Right now the trio is letting their imagination run wild and networking with closely with Kiswe to bring their vision to life. While an in-person tour stop might have eight or so impressive feats, this show will have one for practically every song, from Jack walking in midair thanks to wire automation, plus laser and LED tricks that look like magical illusions.


“It’s weird because we’re living in a global where this idea of the livestream and what it might would be is being built as we’re doing this,” Adam says. With tours, you know how much cash, how several lights, and what sort of stage you’re working with, although “there hasn’t really been a box put around what a livestream can be yet.”


Nevertheless the assortment of livestreams grows daily, according to statistics from Bandsintown, which has been aggregating livestream music events across genres and hosting platforms since March. The website registered over 62,000 livestreams in nine months. In June, 1.9 percent of music livestreams on Bandsintown were ticketed; that skyrocketed to 50.7 percent by the end of November, with 80 percent of fans on the site prepared to pay for access. Fabrice Sergent, managing partner of Bandsintown, assignments that artists could “double their income” in the future if they incorporate ticketed livestreams into their long-established tour plan of action to reach fans globally. Over video chat, he compares it to the developments and profitability of physical records: “That change happened over 10 years. The switch to livestream happened over 10 months.”


Bandsintown’s heat map of livestreaming information, shown below, proves that crowds across the nation are tuning in, albeit in much less concentrated groups far away from major cities. Right now the concert industry is finally catering to those underserved markets and, as a result, becoming more inclusive of and available for fans everywhere.


Courtesy: Bandsintown
“When you’re touring and the cash machine is well customary, you repeat the cash machine. You turn that crank,” Schabel says. “Well, unfortunately the industry got decimated this year… and you should rethink a new cash machine, and this one was categorize kind of sitting there in the wings.”


For AJR, it’s been cool to be able to see how several fans they have in Southeast Asia and South America — places they’ve never played before — so they can imagine those locations for tours down the line. Until right now, social media was the main way to connect with such crowds.

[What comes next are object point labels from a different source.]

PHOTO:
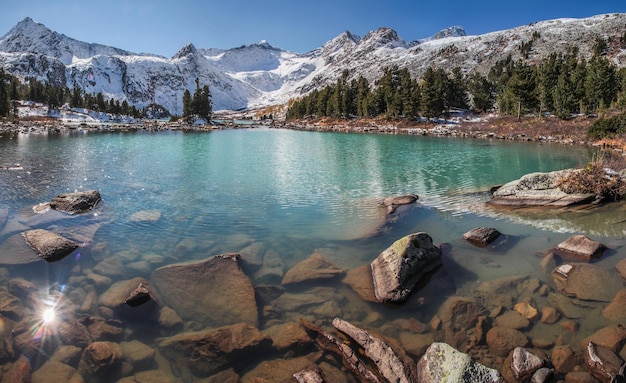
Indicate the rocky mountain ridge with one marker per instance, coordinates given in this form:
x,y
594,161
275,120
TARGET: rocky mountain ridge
x,y
260,75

Though there’s habitually appreciation for unscripted Instagram Live or Twitch sessions straight out of an artist’s living room, both AJR and Misterwives welcomed the creative challenge to step outdoors their comfort zones and build something entirely brand new for their fans.


“I feel like it’s like putting out your album and then putting out the demos or sharing your voice memos,” Lee says about sharing cozy videos of herself playing by her Christmas tree. “You can have this pretty polished product but… seeing the inner workings of us doing it ourselves, or ‘this is what it sounded like stripped down,’ I feel like that resonates so much more, even [when] you put everything you’ve got into the bigger production stuff.”


Each form of musical storytelling works hand-in-hand with another; the large-scale livestreams that are timed down to the second complement spontaneous posts, just as they’re expected to complement in-person concerts whenever they return. “I do think it’s nice to pull back the curtain,” Lee continues, “and be like, we’re all of the same here.”